Painful when the facts turn out not to support one's preconceived notions, I suppose. But I see Caplan's not giving up.

10^570 possible sentences for speech recognition? That means we only need 4.7 more Googles and we'll be there!

Productivity growth has been over 2.7% a year for a decade. http://www.bls.gov/lpc/prodybar.htm A more important question than the difference between public sector and privates sector wages, is why wages for everyone has not growing faster.

nelsonal,
I should have said "average wages of both sectors", not "everyones", I was not making a comment about income distribution. The mis-match between productivity growth and wage growth in the economy indicates there are some workers that are not being paid their marginal product. Whether it is high end workers or unskilled ones doesn't matter when you are dealing with averages.

Manufacturing accounts for 12% of our GDP, so what happen in manufacturing productivity is not what determines the productivity growth rate.

For anyone who wants more on speech recognition, there was a good discussion of this article (#6) on HackerNews yesterday http://news.ycombinator.com/item?id=1313679

The OC Register piece includes "Liquidity is going to happen in a family business..": can anyone tell me what that might mean?

Including wages and benefits skews the results toward the public sector since it has fewer part time and no benefit jobs than the private sector. Since many states have had pay cuts or no increases over the past two years, most of the growth is probably the increased cost of benefits. In addition, even though the graph starts both lines at the same point, average wages for state and local (not federal), employees is still lower than the private sector.

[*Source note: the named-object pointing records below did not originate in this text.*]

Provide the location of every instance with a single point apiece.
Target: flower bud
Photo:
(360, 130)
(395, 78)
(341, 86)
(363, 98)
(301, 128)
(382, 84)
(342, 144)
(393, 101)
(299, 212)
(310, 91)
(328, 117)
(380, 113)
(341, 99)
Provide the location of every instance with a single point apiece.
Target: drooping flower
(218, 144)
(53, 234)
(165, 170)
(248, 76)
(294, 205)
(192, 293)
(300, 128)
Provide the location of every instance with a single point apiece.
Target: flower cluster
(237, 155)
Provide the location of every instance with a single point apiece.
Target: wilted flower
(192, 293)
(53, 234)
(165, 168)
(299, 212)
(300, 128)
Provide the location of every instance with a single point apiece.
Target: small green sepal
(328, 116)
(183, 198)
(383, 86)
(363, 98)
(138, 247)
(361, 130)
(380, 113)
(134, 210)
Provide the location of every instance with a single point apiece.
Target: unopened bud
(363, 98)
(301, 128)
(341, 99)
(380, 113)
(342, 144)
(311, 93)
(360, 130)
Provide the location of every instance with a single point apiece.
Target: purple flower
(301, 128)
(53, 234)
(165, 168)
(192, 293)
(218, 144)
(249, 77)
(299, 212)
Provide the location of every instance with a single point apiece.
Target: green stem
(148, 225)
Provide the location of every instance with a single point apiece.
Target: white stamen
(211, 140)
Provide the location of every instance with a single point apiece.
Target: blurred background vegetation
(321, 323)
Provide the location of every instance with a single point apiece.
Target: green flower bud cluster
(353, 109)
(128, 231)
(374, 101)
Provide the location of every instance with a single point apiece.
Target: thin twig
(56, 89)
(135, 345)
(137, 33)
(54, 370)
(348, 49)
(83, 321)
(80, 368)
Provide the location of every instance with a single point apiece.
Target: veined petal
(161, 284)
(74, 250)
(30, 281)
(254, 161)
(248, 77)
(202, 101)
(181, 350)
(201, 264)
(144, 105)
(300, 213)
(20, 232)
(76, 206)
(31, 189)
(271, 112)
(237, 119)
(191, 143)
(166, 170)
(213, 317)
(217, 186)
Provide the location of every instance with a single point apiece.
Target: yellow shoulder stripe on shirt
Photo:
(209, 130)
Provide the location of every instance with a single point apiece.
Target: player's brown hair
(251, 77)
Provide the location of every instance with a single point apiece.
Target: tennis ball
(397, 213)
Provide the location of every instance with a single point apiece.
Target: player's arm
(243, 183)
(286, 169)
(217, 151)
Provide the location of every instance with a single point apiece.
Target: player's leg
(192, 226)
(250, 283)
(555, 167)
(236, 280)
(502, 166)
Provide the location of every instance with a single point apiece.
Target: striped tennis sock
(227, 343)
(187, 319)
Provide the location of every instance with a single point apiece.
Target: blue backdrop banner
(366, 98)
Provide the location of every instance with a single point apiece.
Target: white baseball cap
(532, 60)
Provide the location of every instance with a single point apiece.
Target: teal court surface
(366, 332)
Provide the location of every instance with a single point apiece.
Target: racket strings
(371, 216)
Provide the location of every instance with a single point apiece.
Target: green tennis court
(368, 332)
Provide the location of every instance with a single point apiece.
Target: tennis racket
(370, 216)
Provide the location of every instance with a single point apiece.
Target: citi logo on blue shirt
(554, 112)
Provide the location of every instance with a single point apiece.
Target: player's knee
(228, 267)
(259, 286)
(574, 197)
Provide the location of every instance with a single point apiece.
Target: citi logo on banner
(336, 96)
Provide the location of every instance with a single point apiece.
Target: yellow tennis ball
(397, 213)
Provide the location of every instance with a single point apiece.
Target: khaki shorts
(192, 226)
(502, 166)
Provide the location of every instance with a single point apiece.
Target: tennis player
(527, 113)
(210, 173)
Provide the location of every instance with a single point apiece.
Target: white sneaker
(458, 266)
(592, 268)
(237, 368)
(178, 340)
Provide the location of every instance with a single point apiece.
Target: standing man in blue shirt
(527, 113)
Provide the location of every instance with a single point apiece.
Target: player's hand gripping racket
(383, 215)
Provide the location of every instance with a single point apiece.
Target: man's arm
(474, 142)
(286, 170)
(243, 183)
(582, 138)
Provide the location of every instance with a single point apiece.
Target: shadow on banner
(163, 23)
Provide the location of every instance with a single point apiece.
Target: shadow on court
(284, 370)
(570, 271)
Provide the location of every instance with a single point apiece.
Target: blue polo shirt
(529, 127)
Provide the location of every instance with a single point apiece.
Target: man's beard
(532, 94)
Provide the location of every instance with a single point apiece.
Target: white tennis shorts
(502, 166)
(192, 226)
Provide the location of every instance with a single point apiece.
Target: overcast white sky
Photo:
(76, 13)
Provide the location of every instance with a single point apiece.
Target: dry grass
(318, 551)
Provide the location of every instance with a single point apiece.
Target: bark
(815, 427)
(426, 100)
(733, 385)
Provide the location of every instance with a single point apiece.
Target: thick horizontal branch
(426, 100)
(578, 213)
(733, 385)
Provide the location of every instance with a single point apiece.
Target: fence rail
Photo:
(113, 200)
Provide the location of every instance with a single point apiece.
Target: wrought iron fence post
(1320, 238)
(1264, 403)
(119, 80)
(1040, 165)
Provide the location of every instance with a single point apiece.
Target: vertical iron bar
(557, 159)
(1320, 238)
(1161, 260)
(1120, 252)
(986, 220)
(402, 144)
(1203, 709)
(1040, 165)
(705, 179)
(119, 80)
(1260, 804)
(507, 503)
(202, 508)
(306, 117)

My friend Rich Fritszon tells me that no one who really understands the problem of speech recognition ever expected human-level performance from the current techniques, which were quite a remarkable breakthrough in the early 19080s. I agree with him. He also tells me that Google has pushed the art beyond what Fortner discusses. Here's my own reflections on the subject:

http://new-savanna.blogspot.com/2010/05/speech-recognition-with-theological.html

FWIW, Rich and I were both trained by David Hays, a pioneering researcher in machine translation and the man who coined the term "computational linguistics."